= Edward Meeks Gregory =

Edward Meeks "Pope" Gregory (September 30, 1922 – January 25, 1995) was an Episcopal priest in Richmond, Virginia. He held the first gay marriage ceremony in Virginia at St. Peter's Church in Richmond in August 1978.

==Biography==
Edward Meeks Gregory was born the fifth of seven children of Constance Adela (née Heath) Gregory (1890–1982) and George Craghead Gregory (1887–1956) at "Granite Hall", the family estate in northwestern Chesterfield County, Virginia, on September 30, 1922. His father was a prominent attorney, businessman and historian.

He became an Episcopal priest in Richmond, Virginia. He served Episcopal High School in Alexandria, Virginia; Christchurch School in Christchurch, Virginia; St.
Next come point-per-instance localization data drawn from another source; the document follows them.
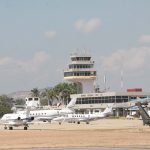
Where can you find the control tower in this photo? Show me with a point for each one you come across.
(81, 71)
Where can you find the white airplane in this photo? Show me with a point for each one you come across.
(48, 115)
(15, 120)
(84, 117)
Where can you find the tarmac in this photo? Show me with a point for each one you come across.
(105, 134)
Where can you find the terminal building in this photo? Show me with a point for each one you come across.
(81, 71)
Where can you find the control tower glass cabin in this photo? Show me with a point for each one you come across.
(81, 71)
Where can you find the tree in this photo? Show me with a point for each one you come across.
(35, 92)
(50, 94)
(5, 105)
(63, 91)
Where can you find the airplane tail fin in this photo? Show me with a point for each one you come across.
(108, 110)
(27, 112)
(144, 114)
(72, 103)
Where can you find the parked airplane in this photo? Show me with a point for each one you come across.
(48, 115)
(84, 117)
(141, 100)
(16, 120)
(144, 114)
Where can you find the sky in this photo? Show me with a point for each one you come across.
(38, 36)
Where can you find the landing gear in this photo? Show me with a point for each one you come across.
(10, 128)
(25, 128)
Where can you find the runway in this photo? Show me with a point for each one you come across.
(106, 134)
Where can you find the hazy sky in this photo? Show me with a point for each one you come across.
(38, 36)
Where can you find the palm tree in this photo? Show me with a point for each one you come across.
(35, 92)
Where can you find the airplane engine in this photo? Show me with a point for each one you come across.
(31, 119)
(18, 118)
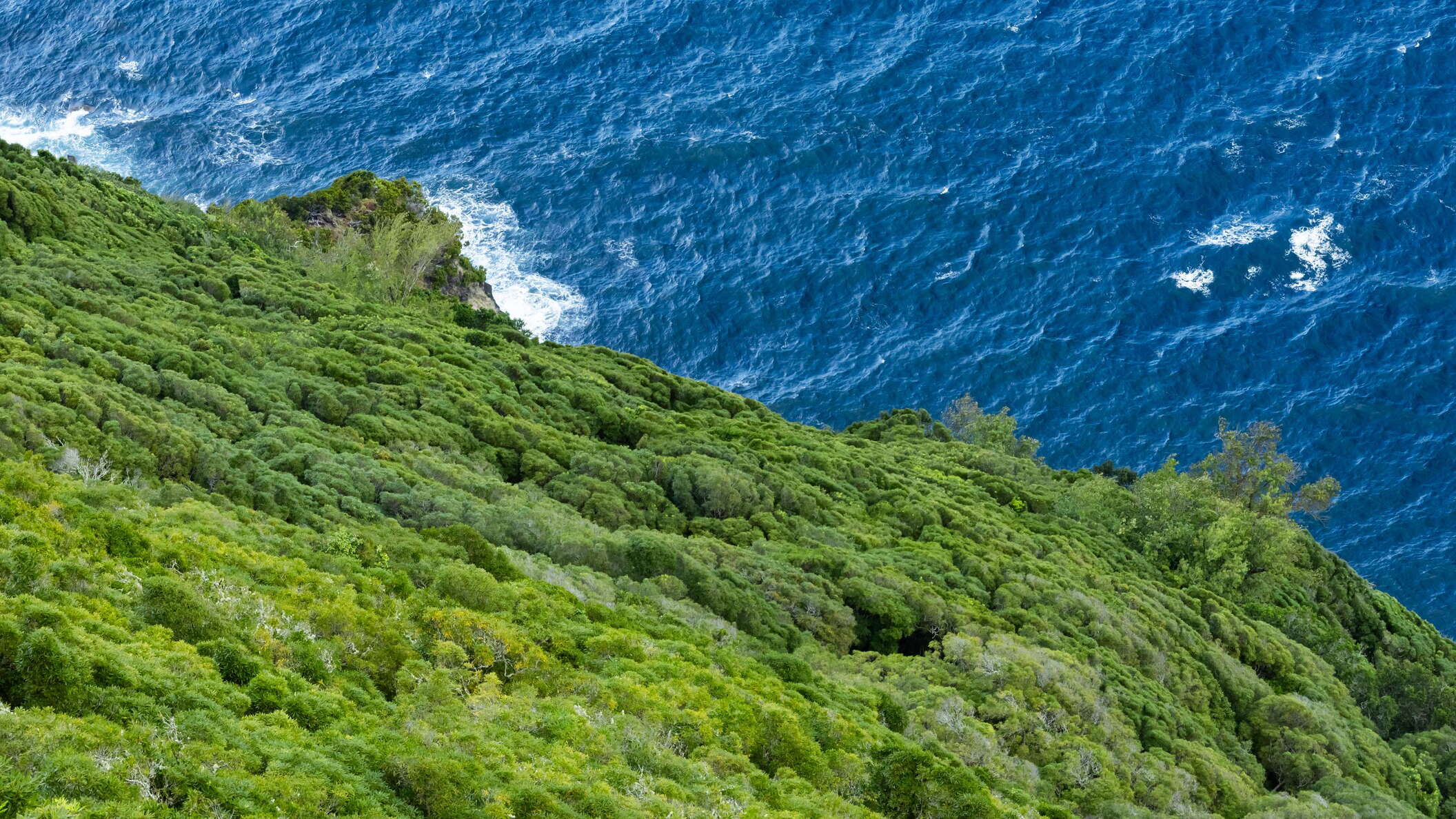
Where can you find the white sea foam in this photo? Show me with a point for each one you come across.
(1233, 232)
(1317, 251)
(81, 132)
(547, 308)
(251, 137)
(1415, 43)
(1196, 279)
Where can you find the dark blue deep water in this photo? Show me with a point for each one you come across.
(1122, 219)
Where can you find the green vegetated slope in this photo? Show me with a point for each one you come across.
(274, 544)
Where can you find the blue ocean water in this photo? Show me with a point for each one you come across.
(1122, 219)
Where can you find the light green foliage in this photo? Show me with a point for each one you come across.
(1253, 471)
(376, 554)
(967, 421)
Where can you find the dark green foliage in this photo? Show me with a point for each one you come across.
(274, 544)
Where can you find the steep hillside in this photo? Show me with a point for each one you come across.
(284, 532)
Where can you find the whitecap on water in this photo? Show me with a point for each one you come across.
(81, 132)
(1317, 251)
(549, 310)
(1196, 279)
(1233, 232)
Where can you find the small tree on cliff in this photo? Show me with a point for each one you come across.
(1253, 471)
(967, 421)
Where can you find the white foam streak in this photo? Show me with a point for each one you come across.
(1237, 232)
(18, 129)
(547, 308)
(82, 132)
(1317, 251)
(1196, 279)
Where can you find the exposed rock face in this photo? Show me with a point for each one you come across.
(478, 295)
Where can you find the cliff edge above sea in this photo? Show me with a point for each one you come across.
(296, 522)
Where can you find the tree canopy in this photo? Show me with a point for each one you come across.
(273, 544)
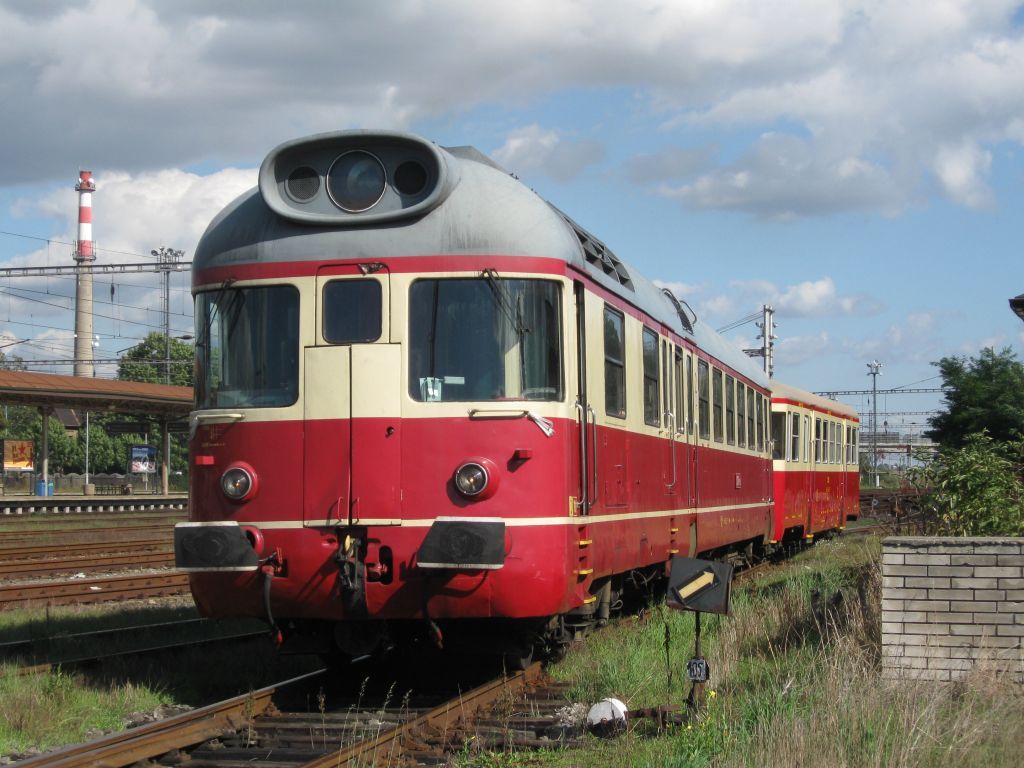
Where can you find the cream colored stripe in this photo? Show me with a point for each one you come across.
(511, 521)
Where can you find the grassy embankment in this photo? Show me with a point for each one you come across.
(796, 674)
(45, 711)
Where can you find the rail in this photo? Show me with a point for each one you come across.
(30, 505)
(173, 733)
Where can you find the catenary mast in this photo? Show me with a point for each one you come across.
(84, 255)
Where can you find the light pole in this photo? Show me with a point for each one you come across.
(168, 261)
(875, 370)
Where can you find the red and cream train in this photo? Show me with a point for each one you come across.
(429, 404)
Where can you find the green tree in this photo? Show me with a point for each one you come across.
(976, 489)
(145, 361)
(65, 455)
(983, 394)
(11, 361)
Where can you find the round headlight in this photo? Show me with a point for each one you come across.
(355, 181)
(237, 483)
(471, 478)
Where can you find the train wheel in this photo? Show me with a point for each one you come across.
(518, 659)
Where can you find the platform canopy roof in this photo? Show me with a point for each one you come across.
(50, 390)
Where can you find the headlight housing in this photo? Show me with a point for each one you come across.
(356, 181)
(239, 482)
(476, 478)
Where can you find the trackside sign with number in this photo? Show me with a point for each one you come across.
(699, 585)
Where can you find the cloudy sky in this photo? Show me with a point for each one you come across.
(857, 165)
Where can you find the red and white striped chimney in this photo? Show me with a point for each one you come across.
(85, 187)
(84, 255)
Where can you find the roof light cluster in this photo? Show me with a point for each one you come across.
(332, 178)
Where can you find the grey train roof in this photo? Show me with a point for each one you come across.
(472, 207)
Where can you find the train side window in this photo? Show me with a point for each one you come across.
(741, 415)
(689, 395)
(730, 410)
(680, 409)
(751, 415)
(778, 436)
(484, 339)
(761, 423)
(351, 311)
(614, 364)
(666, 386)
(795, 438)
(717, 410)
(650, 379)
(704, 397)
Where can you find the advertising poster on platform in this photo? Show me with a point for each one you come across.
(18, 456)
(143, 460)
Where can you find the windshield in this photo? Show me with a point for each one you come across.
(484, 339)
(247, 348)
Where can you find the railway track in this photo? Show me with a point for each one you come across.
(69, 559)
(266, 727)
(107, 589)
(71, 538)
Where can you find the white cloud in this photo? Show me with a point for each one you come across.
(532, 150)
(793, 350)
(963, 171)
(817, 298)
(868, 103)
(132, 214)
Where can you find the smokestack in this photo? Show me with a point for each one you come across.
(84, 256)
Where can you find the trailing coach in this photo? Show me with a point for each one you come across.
(432, 408)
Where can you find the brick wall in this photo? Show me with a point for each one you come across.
(951, 605)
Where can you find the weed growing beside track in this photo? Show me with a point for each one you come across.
(796, 675)
(45, 711)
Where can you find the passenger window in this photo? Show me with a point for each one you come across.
(650, 379)
(351, 311)
(778, 436)
(795, 439)
(741, 415)
(614, 364)
(680, 390)
(704, 415)
(689, 394)
(761, 423)
(751, 415)
(730, 410)
(716, 379)
(666, 386)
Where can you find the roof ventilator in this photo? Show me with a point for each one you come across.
(599, 254)
(683, 309)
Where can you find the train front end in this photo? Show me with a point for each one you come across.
(383, 441)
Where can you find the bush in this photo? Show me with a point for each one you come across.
(976, 489)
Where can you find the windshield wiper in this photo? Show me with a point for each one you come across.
(511, 308)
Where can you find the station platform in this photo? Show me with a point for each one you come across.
(67, 504)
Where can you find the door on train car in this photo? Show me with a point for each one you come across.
(686, 428)
(673, 470)
(351, 400)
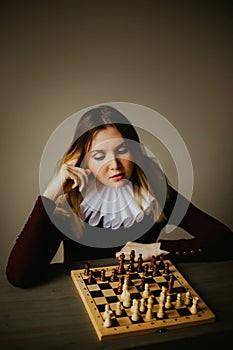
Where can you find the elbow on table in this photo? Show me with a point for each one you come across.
(20, 279)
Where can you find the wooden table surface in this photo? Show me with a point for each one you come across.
(52, 316)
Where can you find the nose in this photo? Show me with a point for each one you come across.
(114, 163)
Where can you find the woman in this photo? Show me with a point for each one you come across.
(108, 197)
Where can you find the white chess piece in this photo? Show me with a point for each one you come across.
(136, 315)
(149, 314)
(168, 303)
(160, 313)
(118, 310)
(142, 307)
(193, 308)
(108, 320)
(127, 299)
(187, 298)
(146, 292)
(106, 311)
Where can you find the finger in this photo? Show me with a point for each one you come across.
(82, 175)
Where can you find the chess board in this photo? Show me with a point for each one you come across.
(99, 293)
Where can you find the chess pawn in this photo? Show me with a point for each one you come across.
(136, 315)
(118, 310)
(149, 314)
(146, 270)
(102, 275)
(142, 307)
(168, 303)
(127, 299)
(120, 285)
(87, 269)
(187, 300)
(125, 289)
(113, 277)
(179, 300)
(146, 292)
(160, 313)
(134, 302)
(108, 320)
(193, 308)
(106, 311)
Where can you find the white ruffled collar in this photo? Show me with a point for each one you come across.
(116, 206)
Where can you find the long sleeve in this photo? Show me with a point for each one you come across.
(34, 248)
(212, 239)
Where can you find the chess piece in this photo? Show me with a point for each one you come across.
(193, 308)
(168, 303)
(142, 284)
(187, 300)
(113, 277)
(142, 307)
(149, 313)
(131, 267)
(146, 292)
(152, 262)
(134, 302)
(139, 265)
(127, 299)
(161, 313)
(87, 269)
(170, 289)
(179, 300)
(146, 270)
(120, 285)
(102, 275)
(121, 268)
(163, 294)
(154, 271)
(106, 311)
(90, 279)
(135, 315)
(118, 310)
(108, 320)
(166, 270)
(161, 264)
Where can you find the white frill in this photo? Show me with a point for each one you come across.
(116, 205)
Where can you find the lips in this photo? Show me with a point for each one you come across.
(117, 177)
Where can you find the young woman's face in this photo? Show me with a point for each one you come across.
(109, 159)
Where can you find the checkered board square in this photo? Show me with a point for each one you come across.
(97, 294)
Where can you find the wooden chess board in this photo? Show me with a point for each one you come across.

Mark's Episcopal Church in Richmond, Virginia; and lastly, St. Peter's Episcopal Church also in Richmond. During the era of Massive Resistance and the desegregation crisis post-Brown v. Board of Education in Virginia, when Prince Edward County’s public schools were closed, Gregory raised money for black students to attend private schools from 1959 to 1964. He conducted the first gay marriage ceremony in Virginia at St. Peter's Church in Richmond in August 1978. In 1979, while serving on Richmond'’s Human Relations Commission, Gregory became a big proponent, albeit unsuccessfully, of adding sexual orientation to the city code's nondiscrimination policies. He served as president of the Richmond-Petersburg Council on Human Relations and the Richmond Area Council on Human Relations. Gregory also helped found the Daily Planet, which services the needs of the homeless, and was the clerical advisor and member of the Richmond branch of Dignity/Integrity, the lesbian, gay, transgender, and bisexual caucuses of the Roman Catholic and Episcopal Church in the United States.

He died in 1995. His tombstone in Richmond’s Hollywood Cemetery bears the Latin inscription Pontificeamus (“Let us build bridges.”).

The annual Edward Meeks Gregory Service Award at Christchurch School is given to a worthy student each year.
On January 22, 2007, a stained glass window honoring the Rev. Edward Meeks "Pope" Gregory was dedicated in the Chapel of Richmond Hill, an ecumenical Christian fellowship and residential community in a former monastery in Richmond, Va. The Reverend Edward Meeks Gregory Papers are open for research at James Branch Cabell Library of Virginia Commonwealth University.